MLOps is a tall order
When we talk about ML systems or ecosystems we think of:
- Version control
- Development environments
- Training infrastructure/pipelines
- Workflow Orchestration
- Model Stores
- Feature Stores
- ML Metadata Stores
- Model Serving
- Continuous Learning
- Prediction stores
… that’s a lot.
If you’re tasked with building an ML system from scratch that’s pretty daunting.
Trying to build everything on the first pass is the wrong idea. You’re going to end up burning time and burning budget. When you come back to your stakeholders after 3 months and only have half of what you promised and all the money spent, they’re likely to pull the plug.
Creating a mature ML system takes a lot of effort. Even if you start with something out of the box like AWS Sagemaker. An example of a mature infrastructure using Sagemaker is this article.
Eat some cake
Rather than face a mammoth infrastructure project, the approach I take is to "eat some cake".

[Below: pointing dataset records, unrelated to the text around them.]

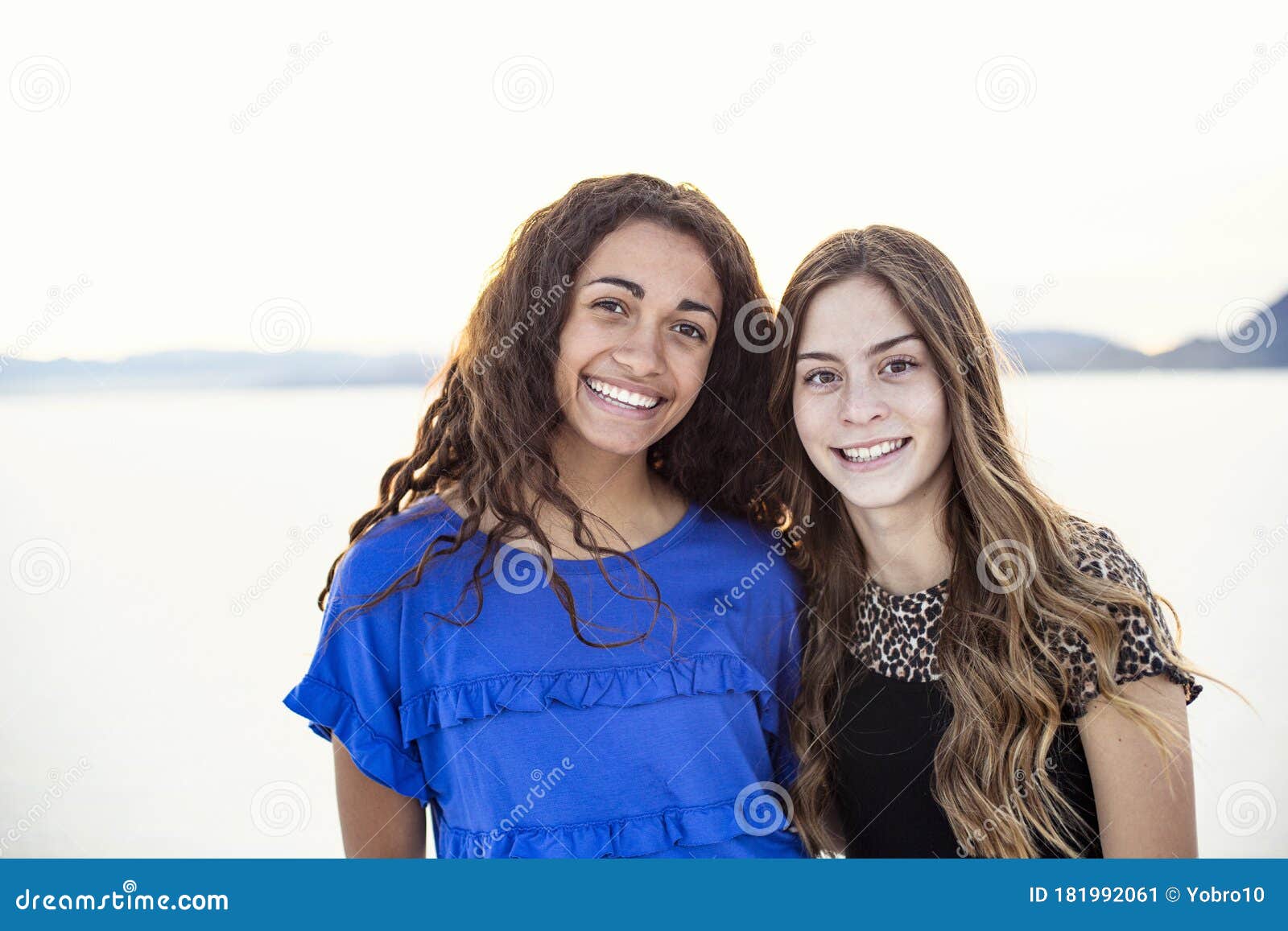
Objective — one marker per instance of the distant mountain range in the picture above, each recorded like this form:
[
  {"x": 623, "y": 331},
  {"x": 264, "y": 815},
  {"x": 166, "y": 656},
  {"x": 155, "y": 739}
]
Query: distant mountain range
[{"x": 1255, "y": 343}]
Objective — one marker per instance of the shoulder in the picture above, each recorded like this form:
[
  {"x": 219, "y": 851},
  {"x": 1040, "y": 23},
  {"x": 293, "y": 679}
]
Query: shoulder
[
  {"x": 392, "y": 546},
  {"x": 1099, "y": 553},
  {"x": 1144, "y": 641}
]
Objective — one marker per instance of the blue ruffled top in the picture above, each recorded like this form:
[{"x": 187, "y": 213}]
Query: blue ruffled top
[{"x": 525, "y": 740}]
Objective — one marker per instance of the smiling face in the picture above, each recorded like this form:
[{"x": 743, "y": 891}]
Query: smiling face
[
  {"x": 637, "y": 339},
  {"x": 869, "y": 403}
]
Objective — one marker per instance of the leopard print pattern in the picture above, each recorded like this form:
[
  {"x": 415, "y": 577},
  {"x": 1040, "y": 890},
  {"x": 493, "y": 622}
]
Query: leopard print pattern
[{"x": 895, "y": 635}]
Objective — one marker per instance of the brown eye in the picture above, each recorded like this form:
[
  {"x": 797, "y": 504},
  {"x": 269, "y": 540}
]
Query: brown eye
[
  {"x": 821, "y": 377},
  {"x": 899, "y": 366},
  {"x": 691, "y": 332}
]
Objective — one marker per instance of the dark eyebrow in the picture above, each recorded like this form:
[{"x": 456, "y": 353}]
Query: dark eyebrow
[
  {"x": 687, "y": 304},
  {"x": 873, "y": 351}
]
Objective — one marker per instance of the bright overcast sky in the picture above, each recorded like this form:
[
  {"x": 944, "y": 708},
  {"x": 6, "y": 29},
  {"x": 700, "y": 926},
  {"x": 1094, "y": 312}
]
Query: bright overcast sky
[{"x": 1080, "y": 148}]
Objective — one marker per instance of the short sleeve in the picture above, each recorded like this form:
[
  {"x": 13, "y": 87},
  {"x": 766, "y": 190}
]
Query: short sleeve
[
  {"x": 353, "y": 682},
  {"x": 1099, "y": 553},
  {"x": 779, "y": 658}
]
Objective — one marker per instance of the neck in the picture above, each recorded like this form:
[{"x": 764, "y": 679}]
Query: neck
[
  {"x": 907, "y": 544},
  {"x": 620, "y": 489}
]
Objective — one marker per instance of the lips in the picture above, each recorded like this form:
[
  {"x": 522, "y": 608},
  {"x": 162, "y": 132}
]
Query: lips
[
  {"x": 873, "y": 455},
  {"x": 629, "y": 402}
]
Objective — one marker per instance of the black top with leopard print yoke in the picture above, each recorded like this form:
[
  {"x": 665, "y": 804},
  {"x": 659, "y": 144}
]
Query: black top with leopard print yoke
[{"x": 893, "y": 718}]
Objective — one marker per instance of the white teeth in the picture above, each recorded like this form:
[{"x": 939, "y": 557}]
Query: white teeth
[
  {"x": 861, "y": 454},
  {"x": 621, "y": 396}
]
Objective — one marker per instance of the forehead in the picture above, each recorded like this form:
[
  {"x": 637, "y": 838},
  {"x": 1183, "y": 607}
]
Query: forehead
[
  {"x": 669, "y": 264},
  {"x": 852, "y": 315}
]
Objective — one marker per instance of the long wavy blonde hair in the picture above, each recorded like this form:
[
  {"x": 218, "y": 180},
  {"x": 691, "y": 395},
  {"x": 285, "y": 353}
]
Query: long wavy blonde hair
[{"x": 1001, "y": 671}]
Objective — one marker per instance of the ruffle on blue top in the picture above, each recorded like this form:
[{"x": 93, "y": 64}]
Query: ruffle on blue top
[
  {"x": 436, "y": 711},
  {"x": 705, "y": 674}
]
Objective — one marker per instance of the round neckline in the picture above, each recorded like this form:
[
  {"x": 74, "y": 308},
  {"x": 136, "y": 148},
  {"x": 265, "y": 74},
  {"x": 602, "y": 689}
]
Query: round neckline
[
  {"x": 654, "y": 547},
  {"x": 886, "y": 595}
]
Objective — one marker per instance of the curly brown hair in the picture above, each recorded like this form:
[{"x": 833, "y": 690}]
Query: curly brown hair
[{"x": 487, "y": 433}]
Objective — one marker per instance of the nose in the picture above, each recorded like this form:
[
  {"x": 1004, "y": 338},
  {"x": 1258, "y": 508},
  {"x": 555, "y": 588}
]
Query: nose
[
  {"x": 862, "y": 405},
  {"x": 642, "y": 352}
]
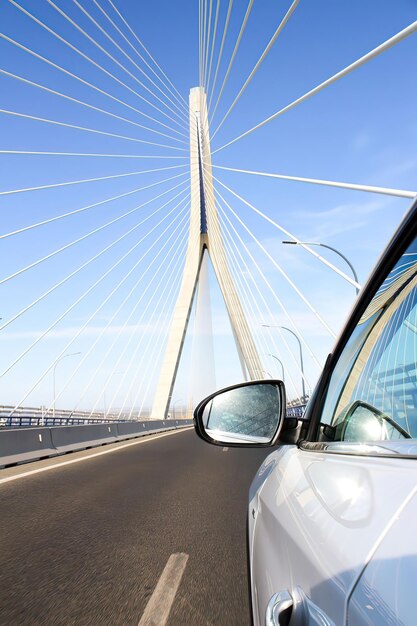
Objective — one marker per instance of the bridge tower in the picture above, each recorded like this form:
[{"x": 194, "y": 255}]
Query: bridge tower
[{"x": 205, "y": 237}]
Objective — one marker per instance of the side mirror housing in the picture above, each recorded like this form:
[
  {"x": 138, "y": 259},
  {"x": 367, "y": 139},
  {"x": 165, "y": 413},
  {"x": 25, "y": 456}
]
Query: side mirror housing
[{"x": 248, "y": 414}]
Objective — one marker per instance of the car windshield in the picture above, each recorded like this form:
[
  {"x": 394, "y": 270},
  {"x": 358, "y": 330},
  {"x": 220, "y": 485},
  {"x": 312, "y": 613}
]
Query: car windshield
[{"x": 373, "y": 389}]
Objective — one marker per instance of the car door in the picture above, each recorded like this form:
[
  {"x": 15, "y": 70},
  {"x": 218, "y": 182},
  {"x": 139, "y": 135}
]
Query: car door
[{"x": 319, "y": 512}]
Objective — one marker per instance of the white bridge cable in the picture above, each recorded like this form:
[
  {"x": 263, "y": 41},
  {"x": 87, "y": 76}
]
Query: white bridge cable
[
  {"x": 156, "y": 354},
  {"x": 238, "y": 321},
  {"x": 168, "y": 300},
  {"x": 88, "y": 130},
  {"x": 97, "y": 282},
  {"x": 277, "y": 299},
  {"x": 250, "y": 294},
  {"x": 90, "y": 60},
  {"x": 90, "y": 154},
  {"x": 106, "y": 34},
  {"x": 164, "y": 297},
  {"x": 294, "y": 238},
  {"x": 254, "y": 331},
  {"x": 89, "y": 180},
  {"x": 200, "y": 63},
  {"x": 119, "y": 308},
  {"x": 60, "y": 94},
  {"x": 85, "y": 264},
  {"x": 156, "y": 359},
  {"x": 281, "y": 271},
  {"x": 267, "y": 283},
  {"x": 82, "y": 238},
  {"x": 406, "y": 32},
  {"x": 102, "y": 304},
  {"x": 169, "y": 284},
  {"x": 89, "y": 207},
  {"x": 92, "y": 86},
  {"x": 147, "y": 51},
  {"x": 251, "y": 300},
  {"x": 142, "y": 58},
  {"x": 150, "y": 284},
  {"x": 229, "y": 238},
  {"x": 220, "y": 55},
  {"x": 258, "y": 63},
  {"x": 110, "y": 56},
  {"x": 232, "y": 58},
  {"x": 207, "y": 40},
  {"x": 399, "y": 193},
  {"x": 213, "y": 43}
]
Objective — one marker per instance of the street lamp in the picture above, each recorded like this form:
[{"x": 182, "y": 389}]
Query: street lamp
[
  {"x": 324, "y": 245},
  {"x": 282, "y": 366},
  {"x": 173, "y": 407},
  {"x": 301, "y": 353},
  {"x": 53, "y": 375}
]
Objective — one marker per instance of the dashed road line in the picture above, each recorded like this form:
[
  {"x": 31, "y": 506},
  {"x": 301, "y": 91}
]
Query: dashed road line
[{"x": 159, "y": 606}]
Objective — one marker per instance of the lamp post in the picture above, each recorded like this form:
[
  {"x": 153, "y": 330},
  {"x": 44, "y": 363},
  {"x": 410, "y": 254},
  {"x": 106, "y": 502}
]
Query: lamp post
[
  {"x": 301, "y": 353},
  {"x": 53, "y": 376},
  {"x": 324, "y": 245},
  {"x": 173, "y": 407},
  {"x": 282, "y": 366}
]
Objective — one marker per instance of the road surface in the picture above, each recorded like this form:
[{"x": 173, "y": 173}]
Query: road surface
[{"x": 91, "y": 542}]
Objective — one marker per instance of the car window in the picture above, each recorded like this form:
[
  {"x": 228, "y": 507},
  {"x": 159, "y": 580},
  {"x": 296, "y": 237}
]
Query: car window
[{"x": 372, "y": 395}]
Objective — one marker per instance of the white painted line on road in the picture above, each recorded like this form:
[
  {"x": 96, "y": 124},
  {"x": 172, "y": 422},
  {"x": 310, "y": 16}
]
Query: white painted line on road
[
  {"x": 160, "y": 603},
  {"x": 91, "y": 456}
]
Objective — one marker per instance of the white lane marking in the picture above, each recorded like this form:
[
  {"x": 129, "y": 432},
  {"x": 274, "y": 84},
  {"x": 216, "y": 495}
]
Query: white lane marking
[
  {"x": 90, "y": 456},
  {"x": 160, "y": 603}
]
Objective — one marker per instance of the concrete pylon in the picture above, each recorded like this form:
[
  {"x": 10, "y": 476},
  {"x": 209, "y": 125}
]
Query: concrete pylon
[{"x": 205, "y": 234}]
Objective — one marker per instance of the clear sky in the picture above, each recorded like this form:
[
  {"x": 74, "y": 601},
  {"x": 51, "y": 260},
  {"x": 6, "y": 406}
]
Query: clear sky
[{"x": 362, "y": 129}]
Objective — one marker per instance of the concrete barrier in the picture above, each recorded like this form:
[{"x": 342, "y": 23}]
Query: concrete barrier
[
  {"x": 20, "y": 445},
  {"x": 71, "y": 438},
  {"x": 129, "y": 430}
]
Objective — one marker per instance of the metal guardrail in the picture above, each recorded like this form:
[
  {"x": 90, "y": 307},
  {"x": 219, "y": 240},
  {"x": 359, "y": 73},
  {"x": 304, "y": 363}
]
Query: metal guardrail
[
  {"x": 26, "y": 417},
  {"x": 26, "y": 421}
]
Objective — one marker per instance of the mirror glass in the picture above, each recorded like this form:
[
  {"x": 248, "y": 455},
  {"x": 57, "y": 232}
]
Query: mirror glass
[
  {"x": 247, "y": 414},
  {"x": 363, "y": 422}
]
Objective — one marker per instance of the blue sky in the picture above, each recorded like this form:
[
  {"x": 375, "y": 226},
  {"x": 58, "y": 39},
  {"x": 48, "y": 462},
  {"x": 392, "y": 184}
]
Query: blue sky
[{"x": 363, "y": 129}]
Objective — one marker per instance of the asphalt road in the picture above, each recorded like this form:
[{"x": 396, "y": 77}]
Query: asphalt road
[{"x": 87, "y": 543}]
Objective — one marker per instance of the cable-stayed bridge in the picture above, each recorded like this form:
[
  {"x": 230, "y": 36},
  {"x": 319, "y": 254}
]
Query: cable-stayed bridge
[{"x": 143, "y": 212}]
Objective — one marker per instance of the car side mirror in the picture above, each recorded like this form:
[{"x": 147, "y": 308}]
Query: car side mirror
[{"x": 248, "y": 414}]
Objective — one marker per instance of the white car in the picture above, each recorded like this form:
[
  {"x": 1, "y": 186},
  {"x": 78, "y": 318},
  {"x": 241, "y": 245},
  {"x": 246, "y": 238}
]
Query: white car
[{"x": 333, "y": 509}]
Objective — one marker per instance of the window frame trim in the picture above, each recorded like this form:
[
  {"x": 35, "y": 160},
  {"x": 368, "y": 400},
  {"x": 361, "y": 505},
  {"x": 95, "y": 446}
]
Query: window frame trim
[{"x": 400, "y": 241}]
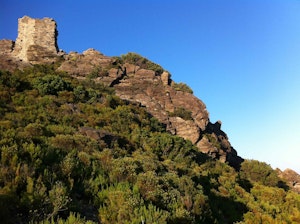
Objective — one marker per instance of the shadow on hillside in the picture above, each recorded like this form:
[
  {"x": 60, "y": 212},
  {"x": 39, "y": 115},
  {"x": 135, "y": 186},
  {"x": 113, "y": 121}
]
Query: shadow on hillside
[{"x": 224, "y": 208}]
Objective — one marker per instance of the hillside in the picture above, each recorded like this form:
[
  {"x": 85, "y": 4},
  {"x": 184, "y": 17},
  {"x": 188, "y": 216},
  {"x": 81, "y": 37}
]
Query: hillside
[{"x": 87, "y": 138}]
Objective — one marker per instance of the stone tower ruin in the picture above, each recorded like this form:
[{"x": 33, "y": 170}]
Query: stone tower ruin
[{"x": 37, "y": 40}]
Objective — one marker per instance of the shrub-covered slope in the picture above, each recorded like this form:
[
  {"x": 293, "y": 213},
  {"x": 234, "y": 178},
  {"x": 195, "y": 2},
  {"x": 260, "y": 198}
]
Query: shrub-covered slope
[{"x": 73, "y": 152}]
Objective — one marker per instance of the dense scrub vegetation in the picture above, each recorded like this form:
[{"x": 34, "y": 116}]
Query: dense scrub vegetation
[{"x": 73, "y": 152}]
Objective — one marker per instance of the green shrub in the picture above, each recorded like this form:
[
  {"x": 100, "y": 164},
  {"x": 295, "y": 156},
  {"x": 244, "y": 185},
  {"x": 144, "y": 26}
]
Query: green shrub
[
  {"x": 50, "y": 84},
  {"x": 137, "y": 59}
]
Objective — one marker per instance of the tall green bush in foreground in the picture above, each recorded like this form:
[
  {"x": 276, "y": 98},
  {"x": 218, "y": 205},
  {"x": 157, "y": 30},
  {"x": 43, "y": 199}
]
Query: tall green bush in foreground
[{"x": 124, "y": 168}]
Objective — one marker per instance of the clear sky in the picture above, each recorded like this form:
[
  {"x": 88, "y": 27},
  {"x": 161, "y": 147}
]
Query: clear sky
[{"x": 242, "y": 58}]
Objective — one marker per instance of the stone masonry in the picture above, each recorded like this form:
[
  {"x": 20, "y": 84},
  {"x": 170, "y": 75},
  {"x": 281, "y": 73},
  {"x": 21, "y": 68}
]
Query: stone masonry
[{"x": 37, "y": 40}]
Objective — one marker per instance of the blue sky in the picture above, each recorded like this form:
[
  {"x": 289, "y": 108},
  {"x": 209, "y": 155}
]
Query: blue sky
[{"x": 242, "y": 58}]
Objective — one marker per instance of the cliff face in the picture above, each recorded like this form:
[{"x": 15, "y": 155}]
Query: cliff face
[{"x": 134, "y": 80}]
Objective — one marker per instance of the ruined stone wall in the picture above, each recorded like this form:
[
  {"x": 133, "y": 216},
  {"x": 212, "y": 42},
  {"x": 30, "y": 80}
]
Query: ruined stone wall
[
  {"x": 6, "y": 46},
  {"x": 37, "y": 40}
]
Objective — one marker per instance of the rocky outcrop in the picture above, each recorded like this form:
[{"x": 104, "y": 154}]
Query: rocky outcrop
[{"x": 139, "y": 81}]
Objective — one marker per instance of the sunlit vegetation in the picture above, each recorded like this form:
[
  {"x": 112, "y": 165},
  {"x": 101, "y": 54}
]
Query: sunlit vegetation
[{"x": 73, "y": 152}]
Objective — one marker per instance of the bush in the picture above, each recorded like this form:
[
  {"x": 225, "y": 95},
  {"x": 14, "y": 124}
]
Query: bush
[
  {"x": 259, "y": 172},
  {"x": 137, "y": 59},
  {"x": 50, "y": 84}
]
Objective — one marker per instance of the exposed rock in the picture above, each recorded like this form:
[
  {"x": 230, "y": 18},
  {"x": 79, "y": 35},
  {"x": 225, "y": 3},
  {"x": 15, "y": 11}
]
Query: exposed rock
[{"x": 36, "y": 42}]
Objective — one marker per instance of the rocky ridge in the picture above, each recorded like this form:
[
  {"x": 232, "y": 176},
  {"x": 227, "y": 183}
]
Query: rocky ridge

What do I mean by that? Think of the whole cake as the ML system, each layer being a different component. You don’t eat cake layer by layer, you take a slice so you get to taste each layer together.
Approach your system building in the same way. Don't build component by component. Build enough of each component so you get a workable system, an MVP. How do you know you've reached an MVP? When you can go from experimentation to deployment.
It doesn't have to be feature-filled and fast. It only has to give a taste of what MLOps can do.
MVPs give you a return on investment fast. It might not have all the fancy features you want but it works well enough to get more buy-in from the business.
Once you have the green light to expand the system then you can start taking more slices of the cake. Soon enough you’ll have a mature ML system that didn’t break the bank or your sanity.